A sacred Indigenous symbol was presented to the University of Regina on Monday.
The eagle staff was created by Elder Roy Bison and his son Teddy who is a student in the Faculty of Media, Art and Performance at the school.
"In our traditional societies when visitors approached an encampment or community the presence of the eagle staff meant that the visitors were coming in peace and respect," Roy Bison said in a press release.
"In this case, the eagle staff is a powerful symbol of the relationship with the Indigenous people of this territory."
This staff was given to the University of Regina to recognize the school for its supports and services for Indigenous students on Monday.
Teddy said the eagle staff contains stories, teachings and identity. He felt the University of Regina needed a staff to "recognize the perseverance of First Nations students who continue to come through these hallways to obtain their degrees and want to better their lives for themselves, families, and communties."

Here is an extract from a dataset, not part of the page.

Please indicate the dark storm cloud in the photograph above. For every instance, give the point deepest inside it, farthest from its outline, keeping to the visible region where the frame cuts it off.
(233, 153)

University president Vianne Timmons said it was a tremendous honour to receive the staff "which is traditionally reserved for a warrior or leader who has earned distinction through service to the community."

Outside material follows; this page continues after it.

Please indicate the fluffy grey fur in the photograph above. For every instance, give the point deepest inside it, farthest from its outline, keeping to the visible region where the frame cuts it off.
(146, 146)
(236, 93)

She says the university will try to live up to the honour of the eagle staff by working toward Indigenization and reconciliation.

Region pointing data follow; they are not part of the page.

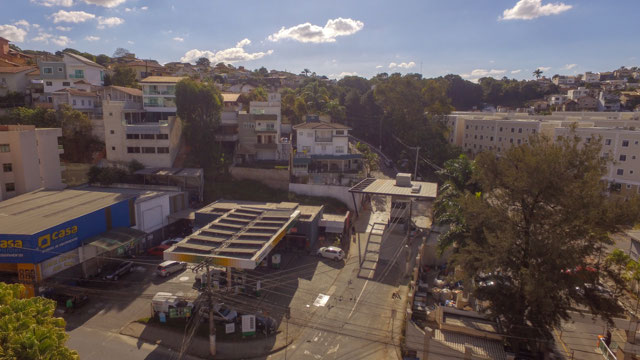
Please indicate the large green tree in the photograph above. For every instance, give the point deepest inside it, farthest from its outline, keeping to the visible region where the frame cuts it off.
(199, 107)
(28, 329)
(542, 213)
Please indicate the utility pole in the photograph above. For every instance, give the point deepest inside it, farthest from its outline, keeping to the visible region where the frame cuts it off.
(415, 174)
(212, 325)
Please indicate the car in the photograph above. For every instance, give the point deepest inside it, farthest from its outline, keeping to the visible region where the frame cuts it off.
(266, 324)
(331, 252)
(169, 267)
(158, 250)
(171, 242)
(120, 270)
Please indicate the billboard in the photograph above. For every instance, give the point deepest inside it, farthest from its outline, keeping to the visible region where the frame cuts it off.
(63, 237)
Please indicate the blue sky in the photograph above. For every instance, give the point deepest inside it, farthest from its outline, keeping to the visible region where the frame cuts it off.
(473, 38)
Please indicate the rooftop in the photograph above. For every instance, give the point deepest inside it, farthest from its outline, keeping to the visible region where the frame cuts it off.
(389, 187)
(241, 236)
(321, 126)
(39, 210)
(162, 79)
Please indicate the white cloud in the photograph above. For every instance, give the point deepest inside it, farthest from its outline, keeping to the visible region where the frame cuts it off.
(58, 40)
(71, 16)
(109, 22)
(105, 3)
(12, 33)
(402, 65)
(343, 74)
(531, 9)
(480, 73)
(229, 56)
(50, 3)
(308, 32)
(23, 23)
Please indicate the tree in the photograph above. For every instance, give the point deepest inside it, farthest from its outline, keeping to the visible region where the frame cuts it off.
(542, 210)
(122, 76)
(203, 61)
(537, 73)
(121, 52)
(199, 107)
(28, 329)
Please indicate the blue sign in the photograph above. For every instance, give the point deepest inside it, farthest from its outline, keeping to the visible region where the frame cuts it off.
(62, 237)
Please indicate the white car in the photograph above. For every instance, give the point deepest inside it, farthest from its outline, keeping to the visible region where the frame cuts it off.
(331, 252)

"It recognizes our commitment and our obligation to our Indigenous students and we will honour this commitment," she said.
Elders, singers, drummers and community members were in attendance as the staff was presented and two Treaty 4 flags were installed in the Research and Innovation Centre.
The eagle staff will be kept in the office of Indigenization.
For the fall 2017 semester, 1,943 Indigenous students were registered for classes, accounting for 13 per cent of the student population.
Increasing Indigenous student access to the school is part of the university's 2015-2020 strategic plan.